In its heyday, Antwerp (Antwerpen in Flemish, Anvers in French) played second fiddle only to Paris. Thanks to artists such as Rubens, Van Dyck, and Jordaens, it was one of Europe's leading art centers. Its printing presses produced missals for the farthest reaches of the Spanish empire. It became, and has remained, the diamond capital of the world. Its civic pride was such that the Antwerpen Sinjoren (patricians) considered themselves a cut above just about everybody else. They still do.

Antwerp is often called the City of the Madonnas. On almost every street corner in the old section, you'll see a high niche with a protective statuette of the Virgin. People tend to think that because Belgium is linguistically split it is also religiously divided. This emphatically is not so. In fact, the Roman Catholic faith appears to be stronger and more unquestioning in Flanders than in Wallonia.

Great prosperity came to Antwerp during the reign of Holy Roman Emperor Charles V. Born in Gent and raised in Mechelen, he made Antwerp the principal port of his vast domain. It became Europe's most important commercial center in the 16th century, as well as a center of the new craft of printing. The Golden Age came to an end with the abdication of Charles V in 1555. He was succeeded by Philip II of Spain, whose ardent Roman Catholicism brought him into immediate conflict with the Protestants of the Netherlands. In 1566, when Calvinist iconoclasts destroyed paintings and sculptures in churches and monasteries, Philip II responded by sending in Spanish troops. In what became known as the Spanish Fury, they sacked the town and killed thousands of citizens.

The decline of Antwerp had already begun when its most illustrious painters, Peter Paul Rubens, Jacob Jordaens, and Anthony Van Dyck, reached the peak of their fame. Rubens's tie to the city is a genial, pervasive presence. The artist's house, his church, and the homes of his benefactors, friends, and disciples are all over the old city. His wife also seems to be everywhere, for she frequently posed as the model for his portraits of the Virgin Mary. Rubens and fellow Antwerper Van Dyck both dabbled in diplomacy and were knighted by the English monarch.

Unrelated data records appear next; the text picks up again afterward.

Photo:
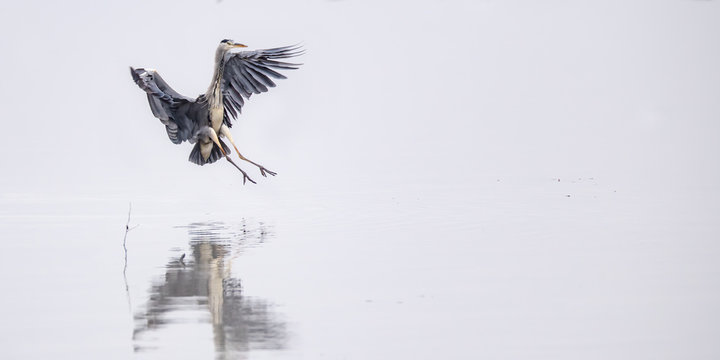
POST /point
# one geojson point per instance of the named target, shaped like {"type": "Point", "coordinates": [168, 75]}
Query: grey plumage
{"type": "Point", "coordinates": [237, 76]}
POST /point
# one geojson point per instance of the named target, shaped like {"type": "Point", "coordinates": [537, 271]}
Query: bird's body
{"type": "Point", "coordinates": [204, 120]}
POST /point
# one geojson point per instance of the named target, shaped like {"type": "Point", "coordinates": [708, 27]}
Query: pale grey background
{"type": "Point", "coordinates": [546, 171]}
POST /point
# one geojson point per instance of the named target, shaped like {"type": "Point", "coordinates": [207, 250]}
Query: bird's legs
{"type": "Point", "coordinates": [225, 131]}
{"type": "Point", "coordinates": [215, 139]}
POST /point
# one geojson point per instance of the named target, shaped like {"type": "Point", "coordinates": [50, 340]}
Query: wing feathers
{"type": "Point", "coordinates": [251, 72]}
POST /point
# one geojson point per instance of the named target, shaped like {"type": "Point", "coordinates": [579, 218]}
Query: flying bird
{"type": "Point", "coordinates": [205, 120]}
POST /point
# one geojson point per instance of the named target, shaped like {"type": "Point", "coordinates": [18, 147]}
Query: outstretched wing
{"type": "Point", "coordinates": [250, 72]}
{"type": "Point", "coordinates": [173, 109]}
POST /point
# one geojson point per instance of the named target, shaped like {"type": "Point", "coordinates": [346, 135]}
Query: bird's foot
{"type": "Point", "coordinates": [245, 175]}
{"type": "Point", "coordinates": [264, 171]}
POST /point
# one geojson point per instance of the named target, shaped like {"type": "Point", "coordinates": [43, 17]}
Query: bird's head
{"type": "Point", "coordinates": [228, 44]}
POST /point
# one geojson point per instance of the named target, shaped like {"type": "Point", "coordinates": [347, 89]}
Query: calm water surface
{"type": "Point", "coordinates": [549, 269]}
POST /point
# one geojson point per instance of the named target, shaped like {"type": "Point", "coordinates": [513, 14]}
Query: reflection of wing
{"type": "Point", "coordinates": [249, 72]}
{"type": "Point", "coordinates": [166, 104]}
{"type": "Point", "coordinates": [202, 283]}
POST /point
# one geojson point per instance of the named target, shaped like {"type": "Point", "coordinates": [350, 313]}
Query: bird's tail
{"type": "Point", "coordinates": [197, 158]}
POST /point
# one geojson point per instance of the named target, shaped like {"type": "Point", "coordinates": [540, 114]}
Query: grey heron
{"type": "Point", "coordinates": [205, 120]}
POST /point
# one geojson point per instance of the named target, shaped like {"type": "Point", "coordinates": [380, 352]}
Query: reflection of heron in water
{"type": "Point", "coordinates": [203, 281]}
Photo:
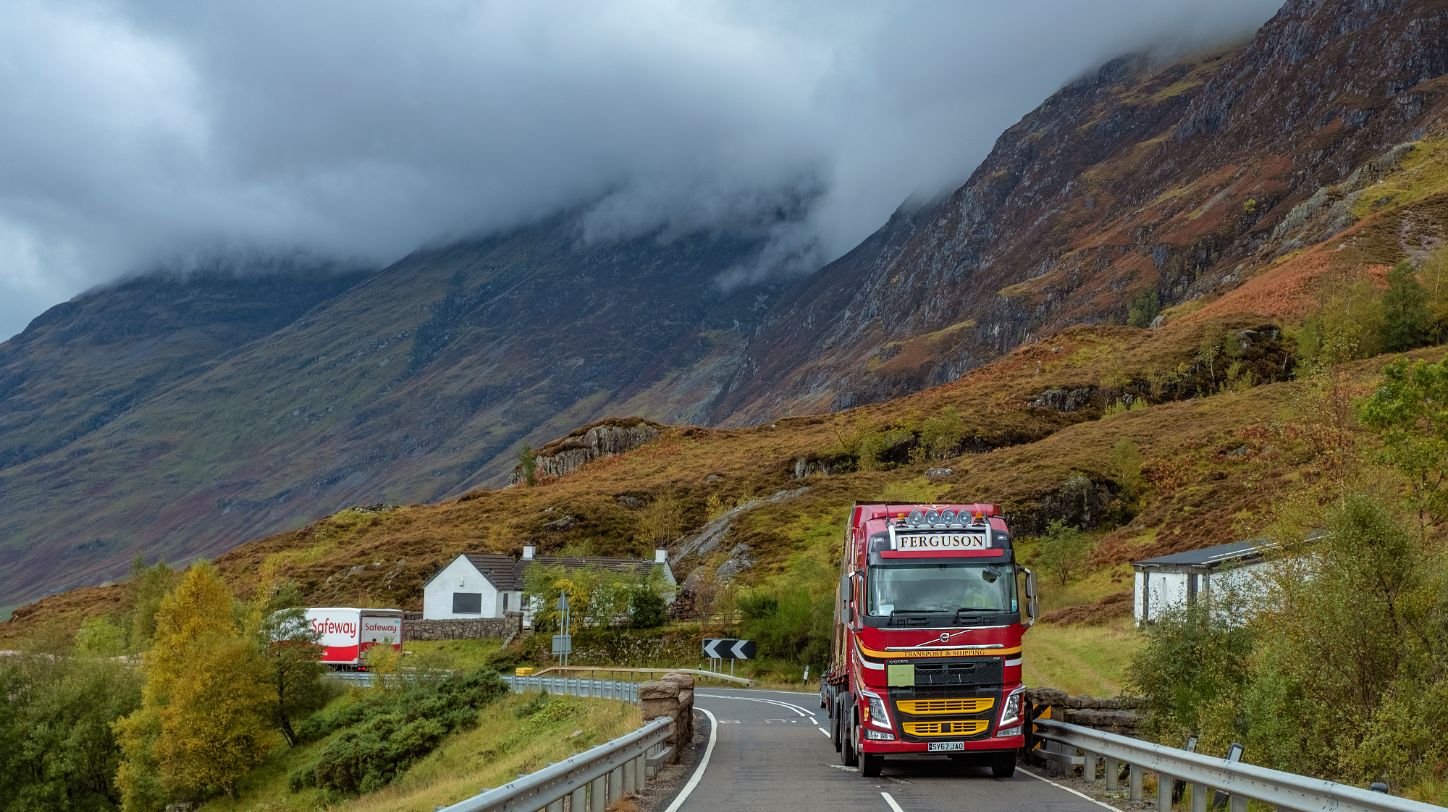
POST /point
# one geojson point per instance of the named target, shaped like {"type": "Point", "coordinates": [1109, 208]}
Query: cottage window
{"type": "Point", "coordinates": [466, 602]}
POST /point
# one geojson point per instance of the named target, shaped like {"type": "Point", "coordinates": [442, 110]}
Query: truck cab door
{"type": "Point", "coordinates": [1031, 602]}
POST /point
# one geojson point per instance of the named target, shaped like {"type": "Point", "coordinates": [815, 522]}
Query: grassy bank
{"type": "Point", "coordinates": [1080, 659]}
{"type": "Point", "coordinates": [516, 736]}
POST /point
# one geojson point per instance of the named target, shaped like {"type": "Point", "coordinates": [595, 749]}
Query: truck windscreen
{"type": "Point", "coordinates": [941, 588]}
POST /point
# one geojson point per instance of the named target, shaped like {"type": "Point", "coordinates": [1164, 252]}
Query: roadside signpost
{"type": "Point", "coordinates": [563, 643]}
{"type": "Point", "coordinates": [718, 649]}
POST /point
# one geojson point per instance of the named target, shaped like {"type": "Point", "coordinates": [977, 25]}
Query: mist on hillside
{"type": "Point", "coordinates": [146, 133]}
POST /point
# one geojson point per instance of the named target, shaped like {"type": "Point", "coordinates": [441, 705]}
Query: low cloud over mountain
{"type": "Point", "coordinates": [152, 132]}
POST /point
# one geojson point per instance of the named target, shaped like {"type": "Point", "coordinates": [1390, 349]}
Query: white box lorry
{"type": "Point", "coordinates": [346, 633]}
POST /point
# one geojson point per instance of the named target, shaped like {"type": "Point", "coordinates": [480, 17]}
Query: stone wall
{"type": "Point", "coordinates": [671, 696]}
{"type": "Point", "coordinates": [1120, 714]}
{"type": "Point", "coordinates": [417, 628]}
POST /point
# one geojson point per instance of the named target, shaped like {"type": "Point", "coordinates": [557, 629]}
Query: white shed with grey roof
{"type": "Point", "coordinates": [1183, 579]}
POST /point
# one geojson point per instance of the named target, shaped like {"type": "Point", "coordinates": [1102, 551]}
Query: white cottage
{"type": "Point", "coordinates": [488, 585]}
{"type": "Point", "coordinates": [474, 585]}
{"type": "Point", "coordinates": [1183, 579]}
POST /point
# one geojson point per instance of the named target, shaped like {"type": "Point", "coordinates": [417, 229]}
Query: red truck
{"type": "Point", "coordinates": [927, 637]}
{"type": "Point", "coordinates": [345, 634]}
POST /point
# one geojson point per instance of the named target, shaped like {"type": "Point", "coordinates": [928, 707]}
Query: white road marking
{"type": "Point", "coordinates": [1067, 789]}
{"type": "Point", "coordinates": [704, 763]}
{"type": "Point", "coordinates": [795, 708]}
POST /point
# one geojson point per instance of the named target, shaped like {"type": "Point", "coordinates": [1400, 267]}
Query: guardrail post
{"type": "Point", "coordinates": [597, 795]}
{"type": "Point", "coordinates": [1199, 796]}
{"type": "Point", "coordinates": [630, 777]}
{"type": "Point", "coordinates": [616, 785]}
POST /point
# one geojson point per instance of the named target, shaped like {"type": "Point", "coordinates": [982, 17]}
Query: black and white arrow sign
{"type": "Point", "coordinates": [729, 649]}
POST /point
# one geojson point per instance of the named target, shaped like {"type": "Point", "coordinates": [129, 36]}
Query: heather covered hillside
{"type": "Point", "coordinates": [1248, 185]}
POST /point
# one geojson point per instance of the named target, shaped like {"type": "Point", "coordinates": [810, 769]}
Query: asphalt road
{"type": "Point", "coordinates": [772, 751]}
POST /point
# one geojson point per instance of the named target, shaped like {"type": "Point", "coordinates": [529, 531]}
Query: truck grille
{"type": "Point", "coordinates": [939, 707]}
{"type": "Point", "coordinates": [985, 670]}
{"type": "Point", "coordinates": [954, 728]}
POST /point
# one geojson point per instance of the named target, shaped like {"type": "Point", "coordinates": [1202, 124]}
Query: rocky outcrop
{"type": "Point", "coordinates": [594, 442]}
{"type": "Point", "coordinates": [417, 628]}
{"type": "Point", "coordinates": [1118, 714]}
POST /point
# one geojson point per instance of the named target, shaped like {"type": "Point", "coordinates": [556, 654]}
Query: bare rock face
{"type": "Point", "coordinates": [587, 445]}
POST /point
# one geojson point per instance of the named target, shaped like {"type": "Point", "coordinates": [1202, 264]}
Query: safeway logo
{"type": "Point", "coordinates": [326, 626]}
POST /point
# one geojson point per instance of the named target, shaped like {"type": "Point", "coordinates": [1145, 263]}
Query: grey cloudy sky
{"type": "Point", "coordinates": [145, 132]}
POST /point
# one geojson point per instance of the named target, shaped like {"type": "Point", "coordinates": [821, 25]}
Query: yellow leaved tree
{"type": "Point", "coordinates": [204, 714]}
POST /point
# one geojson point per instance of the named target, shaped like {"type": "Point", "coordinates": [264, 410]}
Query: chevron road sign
{"type": "Point", "coordinates": [729, 649]}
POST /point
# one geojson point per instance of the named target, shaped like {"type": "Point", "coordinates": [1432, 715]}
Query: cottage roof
{"type": "Point", "coordinates": [500, 569]}
{"type": "Point", "coordinates": [1235, 553]}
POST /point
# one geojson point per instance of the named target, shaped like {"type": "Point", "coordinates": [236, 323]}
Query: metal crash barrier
{"type": "Point", "coordinates": [1205, 773]}
{"type": "Point", "coordinates": [590, 780]}
{"type": "Point", "coordinates": [574, 686]}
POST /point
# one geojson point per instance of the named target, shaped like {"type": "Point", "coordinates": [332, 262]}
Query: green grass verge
{"type": "Point", "coordinates": [1080, 659]}
{"type": "Point", "coordinates": [462, 654]}
{"type": "Point", "coordinates": [511, 738]}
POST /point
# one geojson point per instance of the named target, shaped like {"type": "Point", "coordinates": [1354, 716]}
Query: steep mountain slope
{"type": "Point", "coordinates": [1148, 184]}
{"type": "Point", "coordinates": [83, 364]}
{"type": "Point", "coordinates": [1034, 430]}
{"type": "Point", "coordinates": [404, 387]}
{"type": "Point", "coordinates": [1137, 188]}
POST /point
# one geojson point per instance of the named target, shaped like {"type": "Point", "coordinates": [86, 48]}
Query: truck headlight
{"type": "Point", "coordinates": [875, 711]}
{"type": "Point", "coordinates": [1011, 711]}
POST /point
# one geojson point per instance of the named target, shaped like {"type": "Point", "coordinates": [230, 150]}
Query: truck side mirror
{"type": "Point", "coordinates": [856, 595]}
{"type": "Point", "coordinates": [1031, 605]}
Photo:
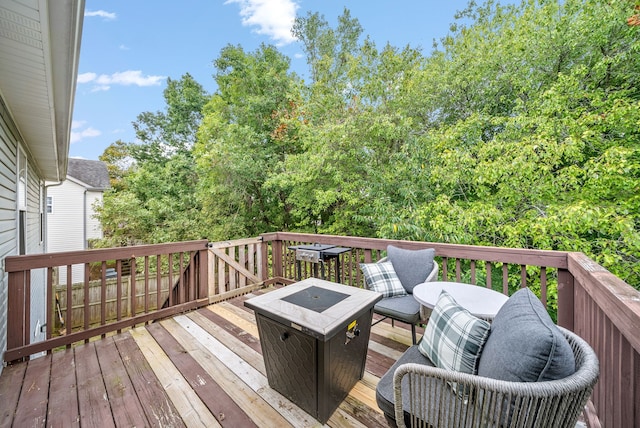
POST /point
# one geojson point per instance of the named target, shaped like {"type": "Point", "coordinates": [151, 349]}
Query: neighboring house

Jordaens, less widely known, stayed close to Antwerp all his life.

The Treaty of Munster in 1648, which concluded the Thirty Years' War, further weakened Antwerp's position, for the river Scheldt was closed to shipping -- it was not to be active again until 1863, when a treaty obliged the Dutch, who controlled the estuary, to reopen it.

The huge and splendid railway station, built at the close of the 19th century, remains a fitting monument to Antwerp's second age of prosperity, during which it hosted universal expositions in 1885 and 1894. In World War I, Antwerp held off German invaders long enough for the Belgian army to regroup south of the IJzer. In World War II, the Germans trained many V-1 flying bombs and V-2 rockets on the city, where Allied troops were debarking for the final push.